À la date du vendredi 11 juillet 2025, la quantité de billets et monnaies en circulation en Tunisie a été de l’ordre de 25,090 milliards de dinars, selon le décompte publié par la Banque centrale de Tunisie (BCT). Le cash, qui tend à disparaître progressivement dans beaucoup de pays du monde sur fond d’une dématérialisation accélérée des transactions et d’une démocratisation massive des paiements sans contact, garde paradoxalement son règne en Tunisie, ravitaillant sans répit une «informalité» généralisée.

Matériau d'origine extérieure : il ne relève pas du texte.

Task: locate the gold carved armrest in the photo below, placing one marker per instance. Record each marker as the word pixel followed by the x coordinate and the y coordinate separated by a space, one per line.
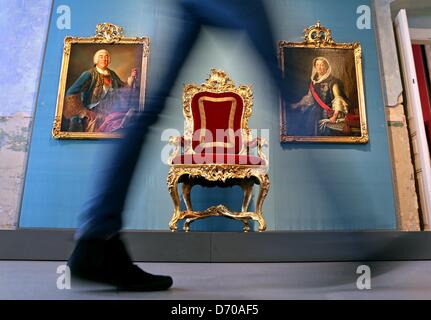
pixel 258 143
pixel 180 143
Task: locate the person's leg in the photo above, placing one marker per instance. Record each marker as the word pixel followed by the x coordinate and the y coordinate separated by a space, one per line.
pixel 102 216
pixel 100 255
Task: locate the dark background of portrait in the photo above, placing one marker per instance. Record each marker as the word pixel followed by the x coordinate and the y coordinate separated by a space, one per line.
pixel 124 57
pixel 298 65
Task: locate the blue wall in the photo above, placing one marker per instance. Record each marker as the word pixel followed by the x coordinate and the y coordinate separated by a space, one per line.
pixel 313 186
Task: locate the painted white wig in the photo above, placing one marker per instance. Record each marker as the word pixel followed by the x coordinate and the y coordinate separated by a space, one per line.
pixel 96 55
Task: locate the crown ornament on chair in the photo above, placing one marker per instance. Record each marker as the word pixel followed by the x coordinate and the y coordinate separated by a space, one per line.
pixel 219 80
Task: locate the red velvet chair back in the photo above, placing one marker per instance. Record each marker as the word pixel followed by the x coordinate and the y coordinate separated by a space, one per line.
pixel 217 122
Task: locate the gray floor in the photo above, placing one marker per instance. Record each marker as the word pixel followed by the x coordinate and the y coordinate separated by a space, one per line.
pixel 228 281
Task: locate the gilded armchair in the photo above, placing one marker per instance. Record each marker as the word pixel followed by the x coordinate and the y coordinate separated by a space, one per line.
pixel 216 150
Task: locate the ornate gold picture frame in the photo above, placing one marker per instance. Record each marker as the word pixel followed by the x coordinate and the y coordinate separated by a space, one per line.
pixel 102 84
pixel 329 105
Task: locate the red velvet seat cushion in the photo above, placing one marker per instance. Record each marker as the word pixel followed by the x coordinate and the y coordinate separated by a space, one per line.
pixel 213 158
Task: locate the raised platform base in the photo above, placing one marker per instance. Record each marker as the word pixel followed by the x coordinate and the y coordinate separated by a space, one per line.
pixel 166 246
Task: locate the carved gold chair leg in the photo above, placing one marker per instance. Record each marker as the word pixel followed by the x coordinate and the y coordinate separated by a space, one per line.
pixel 263 191
pixel 247 187
pixel 246 225
pixel 173 190
pixel 186 188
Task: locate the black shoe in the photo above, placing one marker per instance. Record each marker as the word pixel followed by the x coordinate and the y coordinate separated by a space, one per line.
pixel 107 261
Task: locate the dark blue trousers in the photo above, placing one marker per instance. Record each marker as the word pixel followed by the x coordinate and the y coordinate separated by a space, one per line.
pixel 102 214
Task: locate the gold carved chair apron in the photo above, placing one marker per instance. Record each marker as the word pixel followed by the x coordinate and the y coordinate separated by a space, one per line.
pixel 215 150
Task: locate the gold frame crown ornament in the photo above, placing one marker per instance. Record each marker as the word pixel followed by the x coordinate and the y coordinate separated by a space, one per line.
pixel 109 32
pixel 318 34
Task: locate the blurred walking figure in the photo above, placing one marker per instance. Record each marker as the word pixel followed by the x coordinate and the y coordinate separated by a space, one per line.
pixel 100 254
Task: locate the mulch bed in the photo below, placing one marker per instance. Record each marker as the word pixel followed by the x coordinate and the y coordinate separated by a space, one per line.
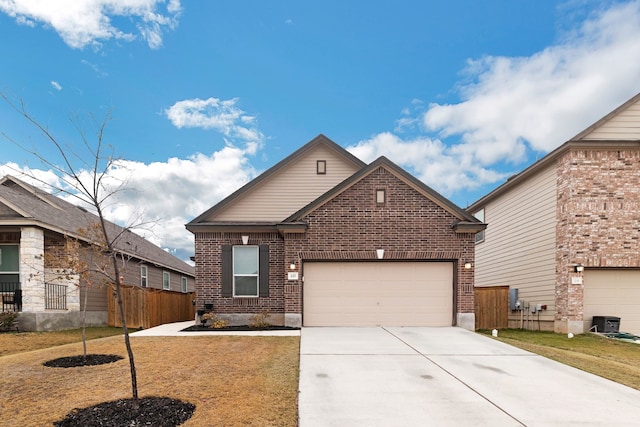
pixel 242 328
pixel 75 361
pixel 146 411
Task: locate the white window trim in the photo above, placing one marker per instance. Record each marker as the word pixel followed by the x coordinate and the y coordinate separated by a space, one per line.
pixel 168 281
pixel 480 215
pixel 144 278
pixel 257 275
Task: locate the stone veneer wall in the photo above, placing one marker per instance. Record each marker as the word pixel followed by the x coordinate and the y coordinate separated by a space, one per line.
pixel 32 269
pixel 598 225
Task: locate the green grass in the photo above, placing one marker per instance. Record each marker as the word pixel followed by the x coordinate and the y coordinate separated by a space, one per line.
pixel 606 357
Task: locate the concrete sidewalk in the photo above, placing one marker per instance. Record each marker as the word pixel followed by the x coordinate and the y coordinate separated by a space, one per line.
pixel 175 330
pixel 447 377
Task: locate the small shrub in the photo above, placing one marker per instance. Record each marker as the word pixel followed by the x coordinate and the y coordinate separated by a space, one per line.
pixel 260 320
pixel 8 320
pixel 219 324
pixel 216 322
pixel 208 316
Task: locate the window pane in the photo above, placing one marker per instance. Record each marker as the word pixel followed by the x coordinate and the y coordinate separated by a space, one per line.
pixel 245 260
pixel 9 258
pixel 246 286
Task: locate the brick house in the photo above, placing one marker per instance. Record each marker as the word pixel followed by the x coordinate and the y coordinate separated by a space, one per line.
pixel 564 234
pixel 323 239
pixel 36 229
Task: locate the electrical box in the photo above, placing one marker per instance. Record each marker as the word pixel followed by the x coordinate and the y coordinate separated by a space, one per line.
pixel 513 300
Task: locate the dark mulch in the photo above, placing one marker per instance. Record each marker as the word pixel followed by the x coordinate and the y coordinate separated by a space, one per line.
pixel 75 361
pixel 200 328
pixel 146 411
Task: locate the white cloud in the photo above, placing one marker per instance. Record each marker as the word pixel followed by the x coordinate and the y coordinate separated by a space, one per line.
pixel 429 159
pixel 543 100
pixel 223 116
pixel 513 106
pixel 164 196
pixel 88 22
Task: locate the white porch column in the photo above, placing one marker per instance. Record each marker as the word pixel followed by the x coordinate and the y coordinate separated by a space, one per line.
pixel 32 269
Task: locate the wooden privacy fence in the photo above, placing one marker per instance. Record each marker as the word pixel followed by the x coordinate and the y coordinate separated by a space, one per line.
pixel 146 308
pixel 492 307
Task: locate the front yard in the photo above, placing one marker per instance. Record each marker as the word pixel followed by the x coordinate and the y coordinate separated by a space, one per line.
pixel 233 381
pixel 610 358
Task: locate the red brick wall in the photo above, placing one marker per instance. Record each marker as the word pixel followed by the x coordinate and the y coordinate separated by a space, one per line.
pixel 350 226
pixel 209 273
pixel 598 215
pixel 407 226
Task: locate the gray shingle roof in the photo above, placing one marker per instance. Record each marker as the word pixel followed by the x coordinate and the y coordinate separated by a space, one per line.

25 milliards de dinars est un très mauvais record «sonnant et trébuchant» que notre pays bat dans cette «indiscipline» monétaire. C’est aussi le reflet éclatant d’une véritable et profonde crise de confiance envers tout ce qui matérialise la régularité financière, fiscale, économique et politique. 25 milliards de dinars d’argent liquide qui circulent dans l’économie, c’est du jamais vu, et c’est quatre fois le volume du cash d’avant 2011. C’est, surtout, une immense économie noire qui carbure au cash sans aucune trace et sans aucun bénéfice pour la fiscalité publique. Et donc, un manque à gagner terrible pour un État incapable d’enclencher la dynamique de croissance et de développement tant espérée, et qui ne sait plus jusqu’à quand il va continuer à s’endetter pour rembourser ses créanciers.
Entre-temps, le décashing annoncé sans cesse durant plus d’une décennie comme étant un antidote à l’informalité de l’économie reste un slogan creux, malgré les bonnes volontés et les multiples réformes... restées sur le papier. En l’absence de véritables ruptures avec les pratiques anciennes, l’argent continue de fuir les circuits réglementaires du financement de l’économie pour se réfugier dans les coffres-forts des contrebandiers et les matelas des particuliers. Si, dans le monde, l’on constate la montée en puissance des modes de paiement électronique, le règne du cash est, lui, loin de s’achever en Tunisie.
Ce recours excessif à l’argent liquide n’est pas seulement le symptôme d’une économie malade, il en est aussi l’un des principaux agents infectieux. Il entretient un cercle vicieux où l’opacité des flux financiers alimente l’évasion fiscale, encourage la corruption, dissuade l’investissement formel et prive l’État de marges budgétaires vitales. Ce sont des milliards de dinars qui échappent chaque année au Trésor public, compromettant la capacité du pays à financer ses services de base, à investir dans ses infrastructures et à honorer ses engagements sociaux. Le problème ne se limite donc pas à une anomalie monétaire. Il traduit un déséquilibre systémique, où la perte de contrôle sur les flux d’argent alimente le désordre macroéconomique. Ce sont aussi les règles du jeu qui se retrouvent faussées : le commerçant qui déclare ses revenus et paie ses impôts est désavantagé par rapport à celui qui travaille exclusivement au noir. L’artisan ou l’industriel qui respecte la légalité subit une concurrence déloyale face à des réseaux informels dopés par le cash, qui ne paient ni impôts ni charges sociales. Résultat : le tissu économique national s’érode, les incitations à la conformité s’effondrent et la confiance dans l’État s’amenuise.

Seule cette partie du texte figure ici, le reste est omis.